The angel whom Mr. Burney had lost—for an angel both without and within she had seemed to him—had the generous disinterestedness, on the bed of death, to recommend to her miserable husband that he would marry again; well knowing that the tenderness of female friendship would come nearest,—however distant,—to the softness of consolation: and, maternally weighing, no doubt, that a well chosen partner might prove a benediction to her poor children. And this injunction, though heard at the time with agony scarcely supportable, might probably, and strongly, influence his future conduct, when the desperation of hopelessness was somewhat worn away by all-subduing time, joined to forced exertions in business.
His Esther had even named to him the lady whom she thought most capable to suit him as a companion, and most tenderly disposed to becoming a mother to his children,—Miss Dorothy Young, who was her most valued friend. Mrs. Allen, Dorothy’s nearest competitor, was not then a widow. But Mr. Burney, sacred as he held the opinions and the wishes of his Esther, was too ardent an admirer of beauty to dispense, in totality, with that attractive embellishment of the female frame. He honoured and esteemed, with a brother’s affection, the excellent Dorothy Young: but those charms which awaken softer sensations, were utterly and unhappily denied to that estimable woman, through her peculiarly unfortunate personal defects.
Not early, and not easily, did Mr. Burney and Mrs. Allen reveal their mutual partiality. The wounded heart of Mr. Burney recoiled from such anodyne as demanded new vows to a new object: and Mrs. Allen, at that period, lived in a state of affluence that made such a marriage require severe worldly sacrifices. Only, however transiently; for by an unfortunate trust in an unfortunate, though honourable speculatist, Dr. King, she completely lost all that, independently, was at her own disposal of fortune. And the noble disinterestedness of Mr. Burney upon this occasion, rivetted to him her affections, with the highest esteem.
Yet even when these scruples were mutually overwhelmed by increasing force of regard, so many unlooked for obstacles stood in the way of their union, that, wearied by delays that seemed at once captious and interminable, Mr.
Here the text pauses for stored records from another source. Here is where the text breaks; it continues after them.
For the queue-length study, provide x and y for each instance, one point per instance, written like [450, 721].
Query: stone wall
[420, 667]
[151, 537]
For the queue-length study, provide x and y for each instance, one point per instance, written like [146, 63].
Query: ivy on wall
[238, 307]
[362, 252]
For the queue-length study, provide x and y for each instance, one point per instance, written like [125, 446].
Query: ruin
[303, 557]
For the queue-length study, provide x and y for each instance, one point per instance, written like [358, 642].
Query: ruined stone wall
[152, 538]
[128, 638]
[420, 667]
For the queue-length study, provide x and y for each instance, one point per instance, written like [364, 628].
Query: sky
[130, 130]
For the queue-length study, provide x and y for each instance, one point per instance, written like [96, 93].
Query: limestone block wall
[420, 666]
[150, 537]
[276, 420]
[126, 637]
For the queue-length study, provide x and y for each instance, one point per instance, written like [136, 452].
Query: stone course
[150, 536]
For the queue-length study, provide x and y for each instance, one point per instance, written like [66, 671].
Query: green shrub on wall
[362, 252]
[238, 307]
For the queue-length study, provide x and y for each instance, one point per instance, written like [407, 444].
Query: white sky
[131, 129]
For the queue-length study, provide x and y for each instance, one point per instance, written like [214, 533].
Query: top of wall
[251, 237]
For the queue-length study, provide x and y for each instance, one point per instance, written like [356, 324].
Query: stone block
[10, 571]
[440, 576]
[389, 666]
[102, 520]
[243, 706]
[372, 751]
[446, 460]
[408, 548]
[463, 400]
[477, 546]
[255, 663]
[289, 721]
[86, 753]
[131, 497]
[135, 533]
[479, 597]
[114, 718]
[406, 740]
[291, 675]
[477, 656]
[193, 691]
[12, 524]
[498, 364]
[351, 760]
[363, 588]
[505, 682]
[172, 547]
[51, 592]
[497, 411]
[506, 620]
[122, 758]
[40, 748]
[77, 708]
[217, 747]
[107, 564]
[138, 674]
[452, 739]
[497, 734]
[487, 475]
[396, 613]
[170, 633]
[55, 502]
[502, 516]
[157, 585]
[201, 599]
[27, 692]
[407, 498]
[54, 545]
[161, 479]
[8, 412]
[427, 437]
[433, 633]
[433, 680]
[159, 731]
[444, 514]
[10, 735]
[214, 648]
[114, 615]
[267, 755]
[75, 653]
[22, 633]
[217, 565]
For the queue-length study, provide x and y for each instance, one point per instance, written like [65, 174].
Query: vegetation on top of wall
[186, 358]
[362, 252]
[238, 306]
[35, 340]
Burney earnestly entreated that an immediate private marriage might avert, at least, a final breach of their engagement: solemnly promising, at the same time, that they should keep the alliance secret, and still live apart, till all prudential exactions should be satisfied.
As they were each wholly independent, save from the influence of opinion,—which, however, is frequently more difficult to subdue than that of authority,—Mrs. Allen saw no objection of sufficient force to counteract her pleasure in compliance.
Their plan was confided to four persons, indispensably requisite for its execution; Mrs., afterwards Lady Strange, Miss Young, Mr. Crisp, and the Rev. Mr. Pugh, curate of St. James’s church.
Mr. Pugh, who was of very long standing a friend of Mr. Burney, aided personally in promoting such measures as secured secrecy with success; and in St. James’s church, Mr. Pugh tied that indissoluble knot, which, however fairly promising, is inevitably rigorous, since it can be loosened only by Crime or by Death: but which, where it binds the destinies of those whose hearts are already knit together by reciprocated regard, gives a charm to captivity that robs liberty of regret.
At the porch of St. James’s church, Mrs. Strange and Mr. Pugh whispered their congratulations to the new married couple, as they entered a prepared post-chaise; which, in a very few hours, galloped them to the obscure skirts of the then pathless, and nearly uninhabited, Chesington common; where Mr. Crisp had engaged for them a rural and fragrant retreat, at a small farm-house in a little hamlet, a mile or two from Chesington Hall.
The secret, as usual in matrimonial concealments, was faithfully preserved, for a certain time, by scrupulous discretion in the parties, and watchful circumspection in the witnesses: but, as usual also, error and accident were soon at work to develop the transaction; and the loss of a letter, through some carelessness of conveyance, revealed suddenly but irrevocably the state of the connexion.
This circumstance, however, though, at the time, cruelly distressing, served ultimately but to hasten their own views; as the discovery was necessarily followed by the personal union for which their hands had been joined.